Preparation Techniques
When it comes to preparing lobster, there are a few different techniques you can use depending on your preferences and the recipe you're making. One popular technique is to boil or steam the lobster, as this helps retain its texture and flavor. Another option is to grill or bake the lobster for a slightly smokier taste. If you're looking for a more intense flavor, you can also try poaching the lobster in butter or oil. No matter which preparation technique you choose, the key is to make sure the lobster is fully cooked and not overdone, as this can make the meat tough and rubbery.
Side Dishes
When serving lobster, there are a number of side dishes that can help to enhance its flavor and texture. One classic side dish is steamed or boiled corn on the cob, which pairs well with buttery lobster. You can also serve lobster with a side of grilled or roasted vegetables, such as asparagus or zucchini. If you're feeling adventurous, try pairing lobster with a fresh fruit salad or a side of chilled cucumber and mint soup. You can also serve lobster with a side of garlic bread or crusty French bread for a more indulgent meal. No matter which side dishes you choose, the key is to make sure they complement the flavors of the lobster and help to enhance your overall dining experience.
Safety Tips
While lobster is a delicious and healthy seafood option, it's important to handle and prepare it safely to avoid any potential health risks. When handling live lobster, make sure you keep them in a cool and moist environment to keep them healthy and fresh. It's also important to wash your hands thoroughly after handling live lobster to avoid any potential contamination. When cooking lobster, be sure to fully cook it to avoid any risk of foodborne illness. Furthermore, make sure to store any leftover lobster in an airtight container in the refrigerator and consume it within two to three days to avoid any spoilage.

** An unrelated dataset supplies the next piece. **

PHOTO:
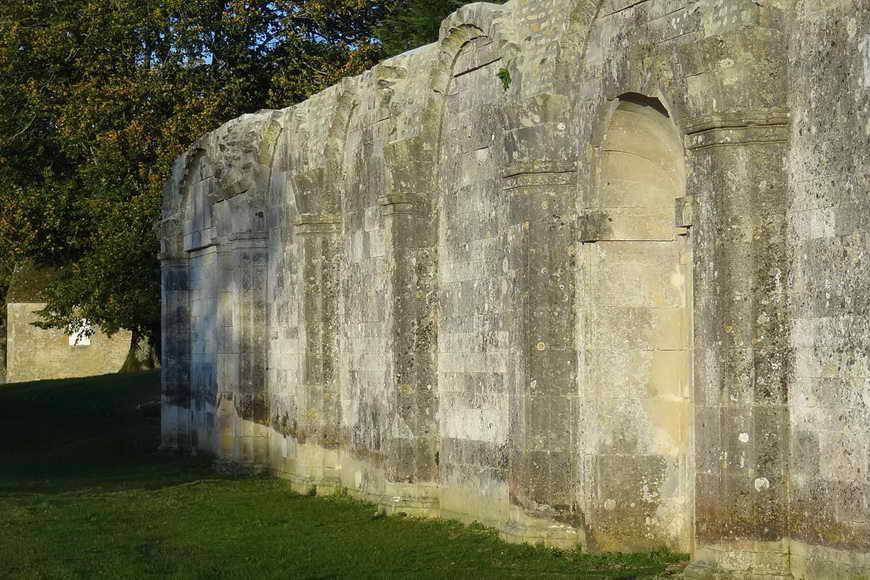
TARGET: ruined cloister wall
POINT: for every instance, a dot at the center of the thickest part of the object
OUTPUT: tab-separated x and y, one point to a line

Lobster is not only rich in protein but also contains essential vitamins, such as vitamin B12, zinc, and magnesium.
5 FAQ About Steamed or Boiled Lobster
1. Is steamed or boiled lobster a low-calorie food?

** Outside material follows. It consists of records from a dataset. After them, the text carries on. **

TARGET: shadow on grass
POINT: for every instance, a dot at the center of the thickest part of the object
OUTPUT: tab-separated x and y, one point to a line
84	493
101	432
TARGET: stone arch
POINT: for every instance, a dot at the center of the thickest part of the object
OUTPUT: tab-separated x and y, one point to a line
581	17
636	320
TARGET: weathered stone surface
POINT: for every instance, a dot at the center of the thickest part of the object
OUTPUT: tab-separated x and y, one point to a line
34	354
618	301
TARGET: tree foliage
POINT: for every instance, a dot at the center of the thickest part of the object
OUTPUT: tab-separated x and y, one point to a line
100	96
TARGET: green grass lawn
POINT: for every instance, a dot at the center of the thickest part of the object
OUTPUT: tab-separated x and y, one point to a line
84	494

Yes, steamed or boiled lobster without the shell is a relatively low-calorie food at only 97 calories per 100 grams.
2. How do you prepare steamed or boiled lobster?
To prepare steamed or boiled lobster, you can either steam or boil the lobster without the shell. For steaming, place the lobster meat in a steaming basket and steam for 8-10 minutes. For boiling, bring a pot of salted water to a boil and add the lobster meat. Boil for 8-10 minutes.
3. What are the health benefits of steamed or boiled lobster?
Lobster is a great source of protein and contains important vitamins and minerals such as zinc, magnesium, and vitamin B12. It is also low in fat and calories and can be a healthy addition to a balanced diet.
4. How do you serve steamed or boiled lobster?
Steamed or boiled lobster can be served in a variety of ways, including on top of a salad, in a lobster roll, or simply with butter and lemon on the side.
5. How can you tell if lobster is properly cooked?
Properly cooked lobster should be firm and opaque in color. Overcooked lobster meat will become tough and rubbery, while undercooked lobster may have a raw or translucent appearance.